450.5
Performing Cool Japan and Uncool Hybridity: Analysing 'luugo' (Lou Language)

Friday, July 18, 2014: 4:30 PM
Room: Booth 62
Oral Presentation
Rika YAMASHITA , Graduate School of Humanities and Sociology, the University of Tokyo, Japan
‘Metrolingualism’ refers to young people’s use of new hybrid language or foreign languages/dialects, in popular culture or everyday interactions (Otsuji and Pennycook 2010). They are creative moves which challenge and loosen cultural, historical, and political boundaries, in-sync with the late-modern and globalised social reality that we apparently live in today.

  As of Japan, Maher (2005) provocatively stated: ‘Cultural essentialism and ethnic orthodoxy are out. In Japan, metroethnicity is in. Cool rules’. True, young people in Japan today are far more ‘open’ towards foreign cultures and languages: dimsum and Thai curry follow for dinner, followed by drinks at a British pub with the NBA games on TV screen. But are they really feeling ever so border-free in terms of language? And do many discursively engage in such border-loosening behaviours? If not, why not?
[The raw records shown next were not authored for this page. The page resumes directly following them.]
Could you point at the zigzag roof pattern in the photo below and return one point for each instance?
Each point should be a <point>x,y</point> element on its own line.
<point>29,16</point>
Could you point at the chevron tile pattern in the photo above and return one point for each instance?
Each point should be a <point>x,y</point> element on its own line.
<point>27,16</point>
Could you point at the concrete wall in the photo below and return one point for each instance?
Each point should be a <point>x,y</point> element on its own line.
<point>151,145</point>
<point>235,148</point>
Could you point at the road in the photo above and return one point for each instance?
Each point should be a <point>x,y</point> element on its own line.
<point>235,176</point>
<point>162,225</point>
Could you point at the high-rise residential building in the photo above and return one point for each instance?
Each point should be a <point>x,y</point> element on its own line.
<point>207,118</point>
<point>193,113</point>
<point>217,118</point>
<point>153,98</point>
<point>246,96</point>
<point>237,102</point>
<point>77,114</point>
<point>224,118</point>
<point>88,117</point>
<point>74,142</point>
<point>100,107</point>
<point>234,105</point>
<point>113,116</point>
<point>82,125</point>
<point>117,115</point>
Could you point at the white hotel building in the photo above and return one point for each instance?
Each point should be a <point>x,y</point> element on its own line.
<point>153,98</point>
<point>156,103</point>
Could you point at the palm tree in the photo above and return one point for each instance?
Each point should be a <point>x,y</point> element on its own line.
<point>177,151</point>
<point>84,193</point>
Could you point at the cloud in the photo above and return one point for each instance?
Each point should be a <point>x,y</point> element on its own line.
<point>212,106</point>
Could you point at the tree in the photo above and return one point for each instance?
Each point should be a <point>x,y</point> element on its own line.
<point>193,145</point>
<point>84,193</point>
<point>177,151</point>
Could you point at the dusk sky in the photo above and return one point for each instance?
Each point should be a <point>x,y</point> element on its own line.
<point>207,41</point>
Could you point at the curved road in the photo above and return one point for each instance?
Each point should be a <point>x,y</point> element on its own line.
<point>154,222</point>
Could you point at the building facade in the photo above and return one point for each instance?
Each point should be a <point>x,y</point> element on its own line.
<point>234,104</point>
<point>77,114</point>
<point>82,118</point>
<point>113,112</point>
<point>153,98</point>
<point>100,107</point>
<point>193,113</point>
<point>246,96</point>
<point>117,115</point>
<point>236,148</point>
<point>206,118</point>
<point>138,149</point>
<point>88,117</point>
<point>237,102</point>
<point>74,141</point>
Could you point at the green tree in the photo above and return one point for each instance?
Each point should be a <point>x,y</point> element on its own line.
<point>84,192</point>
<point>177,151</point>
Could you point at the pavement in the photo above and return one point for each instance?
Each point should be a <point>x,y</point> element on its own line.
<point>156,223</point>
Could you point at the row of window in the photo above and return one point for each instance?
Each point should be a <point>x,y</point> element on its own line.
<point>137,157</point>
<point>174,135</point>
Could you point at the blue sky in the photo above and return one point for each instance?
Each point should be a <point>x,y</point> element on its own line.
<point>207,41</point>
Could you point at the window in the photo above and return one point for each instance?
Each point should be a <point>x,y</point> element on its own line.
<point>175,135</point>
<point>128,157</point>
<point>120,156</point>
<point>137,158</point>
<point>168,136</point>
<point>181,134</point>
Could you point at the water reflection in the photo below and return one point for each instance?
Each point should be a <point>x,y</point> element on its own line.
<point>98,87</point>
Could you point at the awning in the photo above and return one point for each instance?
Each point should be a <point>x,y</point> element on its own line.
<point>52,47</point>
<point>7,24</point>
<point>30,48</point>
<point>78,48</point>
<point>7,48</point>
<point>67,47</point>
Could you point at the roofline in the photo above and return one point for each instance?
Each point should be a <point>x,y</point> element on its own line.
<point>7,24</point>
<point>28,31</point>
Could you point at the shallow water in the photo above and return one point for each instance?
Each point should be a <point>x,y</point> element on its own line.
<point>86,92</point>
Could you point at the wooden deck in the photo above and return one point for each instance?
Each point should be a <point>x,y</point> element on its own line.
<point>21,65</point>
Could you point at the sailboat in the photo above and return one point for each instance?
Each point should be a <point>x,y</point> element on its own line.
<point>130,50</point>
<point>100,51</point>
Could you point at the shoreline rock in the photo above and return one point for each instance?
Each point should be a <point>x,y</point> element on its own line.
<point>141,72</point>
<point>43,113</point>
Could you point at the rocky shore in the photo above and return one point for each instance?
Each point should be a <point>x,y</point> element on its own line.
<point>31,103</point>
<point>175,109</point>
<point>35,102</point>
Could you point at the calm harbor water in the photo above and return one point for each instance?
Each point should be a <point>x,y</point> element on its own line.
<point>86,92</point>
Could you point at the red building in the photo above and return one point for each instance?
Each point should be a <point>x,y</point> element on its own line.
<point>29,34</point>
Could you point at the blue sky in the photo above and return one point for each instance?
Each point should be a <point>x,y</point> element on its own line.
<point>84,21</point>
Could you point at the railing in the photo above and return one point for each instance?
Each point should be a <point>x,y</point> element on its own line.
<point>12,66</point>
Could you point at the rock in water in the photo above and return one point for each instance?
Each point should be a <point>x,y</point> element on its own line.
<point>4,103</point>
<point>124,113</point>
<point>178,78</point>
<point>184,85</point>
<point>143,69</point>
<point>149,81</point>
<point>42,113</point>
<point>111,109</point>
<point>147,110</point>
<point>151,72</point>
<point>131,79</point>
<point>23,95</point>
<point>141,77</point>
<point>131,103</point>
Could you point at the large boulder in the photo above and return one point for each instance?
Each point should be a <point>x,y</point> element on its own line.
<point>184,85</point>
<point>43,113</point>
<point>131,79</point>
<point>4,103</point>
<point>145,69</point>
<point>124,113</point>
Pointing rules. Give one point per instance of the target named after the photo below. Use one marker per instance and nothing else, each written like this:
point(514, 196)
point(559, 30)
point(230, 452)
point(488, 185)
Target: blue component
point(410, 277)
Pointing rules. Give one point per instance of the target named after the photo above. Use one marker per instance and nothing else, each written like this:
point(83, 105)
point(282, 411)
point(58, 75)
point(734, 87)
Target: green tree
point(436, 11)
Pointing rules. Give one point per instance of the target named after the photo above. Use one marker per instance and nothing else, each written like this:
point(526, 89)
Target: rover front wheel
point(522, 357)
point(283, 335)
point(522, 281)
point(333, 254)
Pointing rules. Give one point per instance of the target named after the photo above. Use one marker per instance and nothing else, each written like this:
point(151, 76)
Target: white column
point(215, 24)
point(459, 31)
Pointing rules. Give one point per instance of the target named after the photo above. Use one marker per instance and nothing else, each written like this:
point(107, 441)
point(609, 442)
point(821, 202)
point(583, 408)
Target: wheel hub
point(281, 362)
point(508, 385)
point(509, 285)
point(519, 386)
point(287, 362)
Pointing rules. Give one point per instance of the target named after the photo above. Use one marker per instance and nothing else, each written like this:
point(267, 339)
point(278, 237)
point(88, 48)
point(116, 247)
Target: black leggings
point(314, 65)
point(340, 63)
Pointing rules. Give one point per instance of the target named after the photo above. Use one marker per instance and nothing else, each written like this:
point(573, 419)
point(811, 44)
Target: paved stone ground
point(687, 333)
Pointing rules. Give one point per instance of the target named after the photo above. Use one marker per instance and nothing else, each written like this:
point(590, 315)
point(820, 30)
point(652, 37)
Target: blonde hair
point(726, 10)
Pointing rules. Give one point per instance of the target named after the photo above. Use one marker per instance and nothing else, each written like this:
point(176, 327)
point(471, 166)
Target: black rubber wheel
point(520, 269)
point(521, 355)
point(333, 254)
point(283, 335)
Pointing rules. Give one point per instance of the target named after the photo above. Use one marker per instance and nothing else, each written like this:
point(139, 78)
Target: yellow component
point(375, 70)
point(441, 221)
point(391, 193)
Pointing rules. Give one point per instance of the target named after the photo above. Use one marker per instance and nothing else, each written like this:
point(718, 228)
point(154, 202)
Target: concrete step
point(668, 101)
  Luugo (‘Lou language’) is a performative and comic idiolect of a TV personality, Lou Oshiba. Luugo is a deliberate mixture of English words into Japanese phonology and syntax. In his communication styles and stunts, he also reenacts the stereotypical culture shock between ‘Western’ and traditional Japanese non-verbal communication styles.

  Using discourse analysis, I discuss how the intricate mixing of the two linguistic/cultural codes is interpreted as uncool, illegitimate, unprofessional, undesirable, idiosyncratic, foolish, and fantastic, rather than cool, creative, liberating, desirable, ubiquitous, skillful, and down-to-earth.

  Despite the popularity of such cunning comedy, the boundaries between languages and ethnicity do not look as if they are loosening and liberating. Rather, the comic act securely positioned the hybridity in the marginal discursive space. In turn, even the seemingly liberal, multi-layered and sometimes fun nature of hybridity is supporting the hegemony and the distinction between the socioeconomically powerful and the rest.